Kaspersky security researchers have reported on thousands of notifications of attacks on major banks located in the sub-Saharan Africa (SSA) region. The malware used in the attacks indicates that the threat actors are most likely to be an infamous Silence hacking group, previously known to be responsible for the theft of millions of dollars from banks across the world.
The Silence group is one of the most active Advanced Persistent Threat (APT) actors, which has carried out a number of successful campaigns targeting banks and financial organisations around the Globe. The typical scenario of the attack begins with a social engineering scheme, as attackers send a phishing e-mail that contains malware to a bank employee.
From there the malware gets inside the banks’ security perimeter and lays low for a while, gathering information on the victim organisation by capturing screenshots and making video recordings of the day to day activity on the infected device, learning how things work in the targeted banks. Once attackers are ready to take action, they activate all capabilities of the malware and cash out using, for example, ATMs. The score sometimes reaches millions of dollars.

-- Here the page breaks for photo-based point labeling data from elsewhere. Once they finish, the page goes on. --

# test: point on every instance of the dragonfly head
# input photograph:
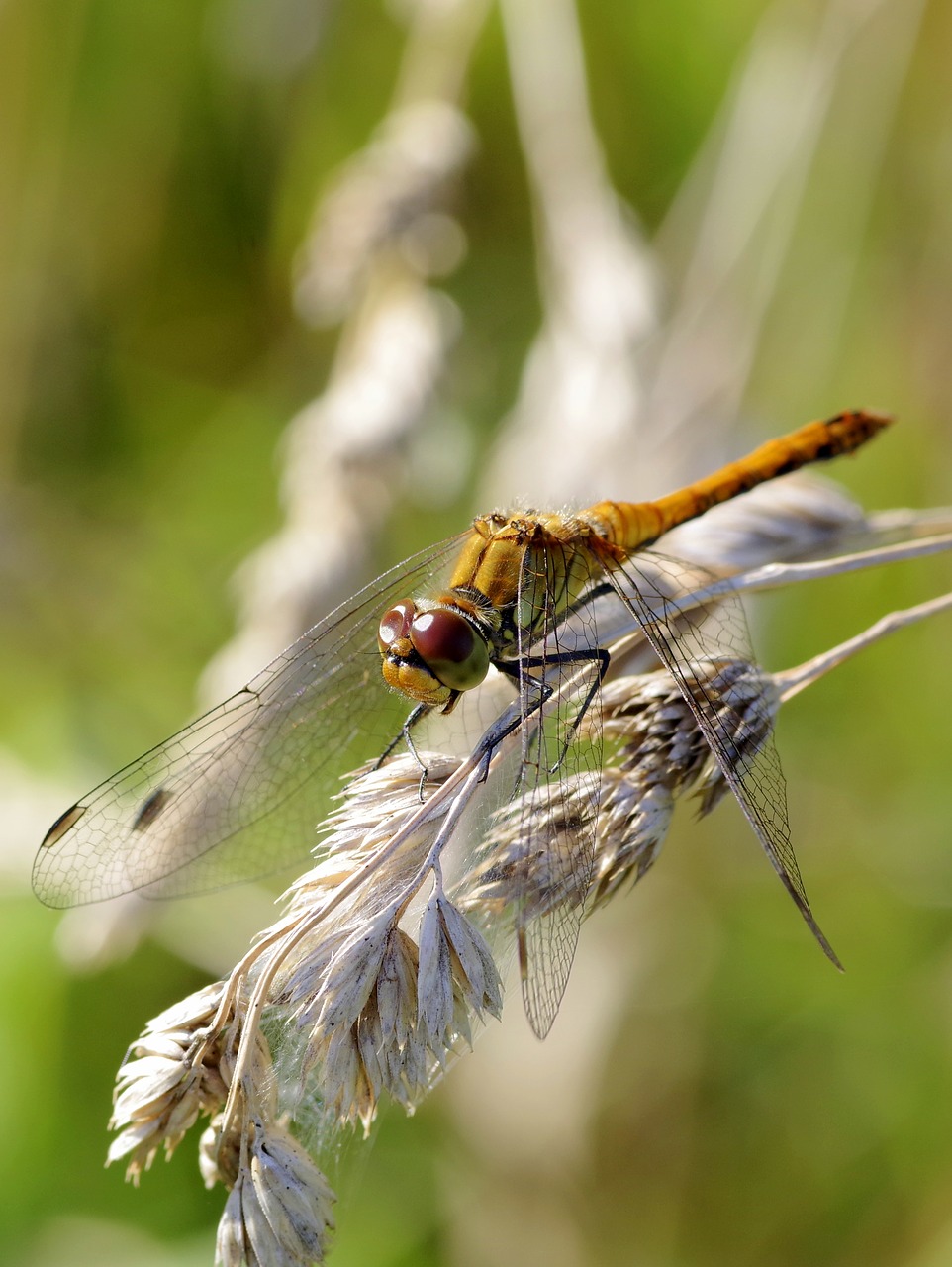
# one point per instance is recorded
(431, 654)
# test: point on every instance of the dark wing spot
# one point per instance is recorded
(62, 825)
(150, 809)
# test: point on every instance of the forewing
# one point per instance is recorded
(239, 792)
(558, 783)
(684, 636)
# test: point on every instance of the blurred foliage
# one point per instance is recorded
(158, 165)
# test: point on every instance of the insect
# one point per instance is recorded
(239, 792)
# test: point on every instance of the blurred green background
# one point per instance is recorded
(713, 1094)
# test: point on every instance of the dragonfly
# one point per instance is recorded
(239, 792)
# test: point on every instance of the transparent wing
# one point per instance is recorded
(558, 783)
(683, 637)
(239, 792)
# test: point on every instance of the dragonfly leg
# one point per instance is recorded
(597, 655)
(406, 736)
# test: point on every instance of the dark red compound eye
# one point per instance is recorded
(395, 624)
(451, 647)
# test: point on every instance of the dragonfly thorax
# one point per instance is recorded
(434, 650)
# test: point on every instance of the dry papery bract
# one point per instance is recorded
(379, 972)
(376, 976)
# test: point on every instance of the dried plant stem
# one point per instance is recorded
(793, 681)
(776, 574)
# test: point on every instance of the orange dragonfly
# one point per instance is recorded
(240, 791)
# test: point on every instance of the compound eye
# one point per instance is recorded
(451, 647)
(395, 624)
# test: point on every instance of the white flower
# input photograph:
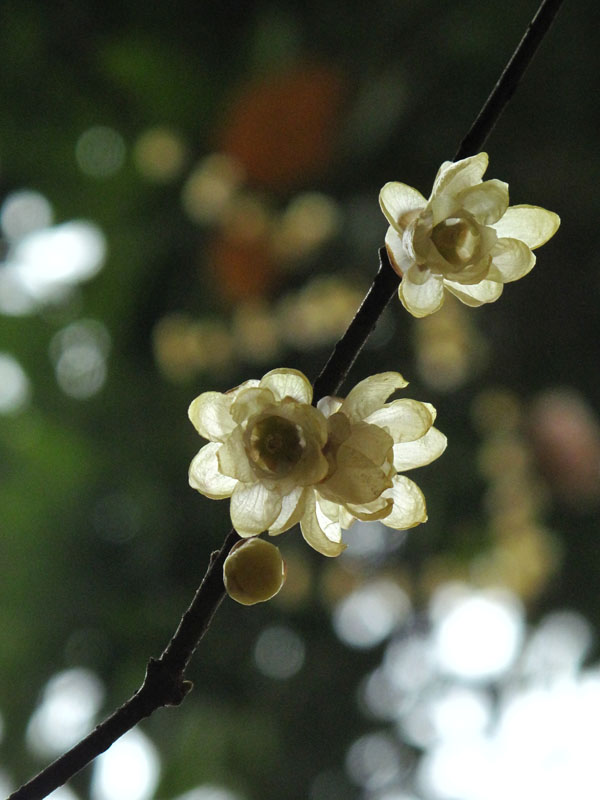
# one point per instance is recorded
(266, 446)
(282, 461)
(371, 441)
(465, 238)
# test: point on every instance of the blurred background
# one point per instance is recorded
(188, 198)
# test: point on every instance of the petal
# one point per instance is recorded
(251, 401)
(409, 505)
(477, 294)
(292, 509)
(487, 201)
(400, 259)
(409, 455)
(319, 531)
(511, 259)
(420, 300)
(356, 479)
(205, 477)
(329, 406)
(253, 508)
(530, 224)
(371, 441)
(455, 176)
(288, 383)
(370, 394)
(398, 199)
(233, 460)
(404, 420)
(370, 512)
(210, 414)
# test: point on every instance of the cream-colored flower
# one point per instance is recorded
(465, 238)
(370, 442)
(282, 461)
(266, 446)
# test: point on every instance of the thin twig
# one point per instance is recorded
(164, 683)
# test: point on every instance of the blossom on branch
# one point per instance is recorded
(282, 461)
(465, 238)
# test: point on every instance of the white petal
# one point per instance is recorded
(253, 508)
(487, 201)
(321, 533)
(205, 477)
(476, 295)
(233, 460)
(288, 383)
(370, 394)
(398, 199)
(453, 177)
(409, 455)
(400, 260)
(292, 509)
(409, 505)
(405, 420)
(209, 414)
(511, 259)
(420, 300)
(530, 224)
(251, 401)
(329, 405)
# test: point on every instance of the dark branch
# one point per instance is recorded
(164, 683)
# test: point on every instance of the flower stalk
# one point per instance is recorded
(164, 683)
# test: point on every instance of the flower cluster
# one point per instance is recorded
(283, 461)
(465, 238)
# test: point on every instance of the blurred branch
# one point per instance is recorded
(164, 683)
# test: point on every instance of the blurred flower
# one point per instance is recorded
(370, 441)
(282, 461)
(253, 572)
(465, 238)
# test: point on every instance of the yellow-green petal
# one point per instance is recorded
(253, 508)
(455, 176)
(321, 533)
(531, 224)
(423, 299)
(206, 477)
(210, 414)
(405, 420)
(397, 200)
(410, 455)
(511, 260)
(476, 294)
(288, 383)
(409, 505)
(370, 394)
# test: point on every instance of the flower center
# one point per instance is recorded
(275, 445)
(458, 240)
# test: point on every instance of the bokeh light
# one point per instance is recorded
(369, 614)
(15, 387)
(24, 211)
(66, 712)
(79, 354)
(476, 634)
(279, 652)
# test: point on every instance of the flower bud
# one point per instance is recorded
(253, 572)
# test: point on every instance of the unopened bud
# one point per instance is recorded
(253, 572)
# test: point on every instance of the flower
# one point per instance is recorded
(370, 442)
(282, 461)
(266, 446)
(465, 238)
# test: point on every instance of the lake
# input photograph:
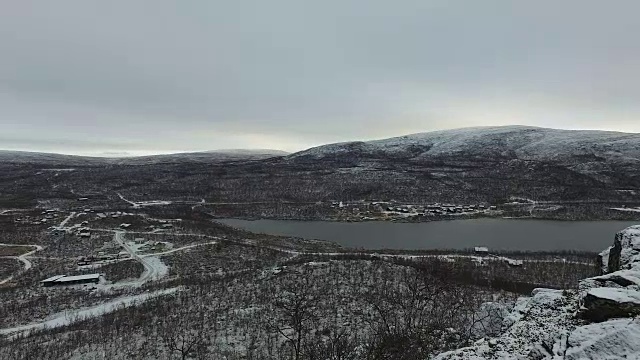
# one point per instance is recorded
(505, 234)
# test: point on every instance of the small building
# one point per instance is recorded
(481, 250)
(71, 280)
(514, 263)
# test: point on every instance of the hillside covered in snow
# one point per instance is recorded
(504, 142)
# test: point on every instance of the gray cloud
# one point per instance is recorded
(158, 76)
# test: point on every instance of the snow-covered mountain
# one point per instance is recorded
(8, 156)
(597, 321)
(522, 142)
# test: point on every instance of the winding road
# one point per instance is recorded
(22, 258)
(153, 267)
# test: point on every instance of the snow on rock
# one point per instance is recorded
(623, 278)
(615, 339)
(599, 321)
(605, 303)
(625, 253)
(538, 325)
(603, 260)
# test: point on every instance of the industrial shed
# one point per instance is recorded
(71, 280)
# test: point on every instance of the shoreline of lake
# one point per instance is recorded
(496, 233)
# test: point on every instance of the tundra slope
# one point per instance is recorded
(564, 174)
(599, 321)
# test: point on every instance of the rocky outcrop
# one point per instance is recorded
(601, 304)
(600, 320)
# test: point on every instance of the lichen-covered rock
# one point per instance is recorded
(538, 327)
(625, 253)
(601, 304)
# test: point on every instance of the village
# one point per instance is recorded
(394, 211)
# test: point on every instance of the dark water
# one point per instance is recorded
(504, 234)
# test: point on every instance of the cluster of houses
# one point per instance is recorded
(59, 280)
(46, 216)
(111, 214)
(391, 209)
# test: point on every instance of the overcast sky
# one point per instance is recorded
(132, 76)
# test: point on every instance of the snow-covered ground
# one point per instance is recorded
(525, 142)
(70, 316)
(22, 258)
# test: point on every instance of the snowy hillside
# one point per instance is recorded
(7, 156)
(528, 143)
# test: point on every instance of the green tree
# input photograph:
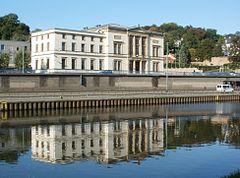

“Silence group has been quite productive in the past years, as they live up to their name; their operations require an extensive period of silent monitoring, with rapid and coordinated thefts. We noticed a growing interest of this actor group in banking organisations in 2017 and since that time the group would constantly develop, expanding to new regions and updating their social engineering scheme. We urge all banks to stay vigilant, as apart from the large sums Silence group also steal sensitive information while monitoring the Banks activity as they video record screen activity. This is a serious privacy abuse that might cost more than money can buy,” Sergey Golovanov, Security Researcher at Kaspersky said in a statement.
The attacks detected began in the first week of January 2020 and indicated that the threat actors are about to begin the final stage of their operation and cash out the funds. To date, the attacks are ongoing and persist in targeting large banks in several SSA countries.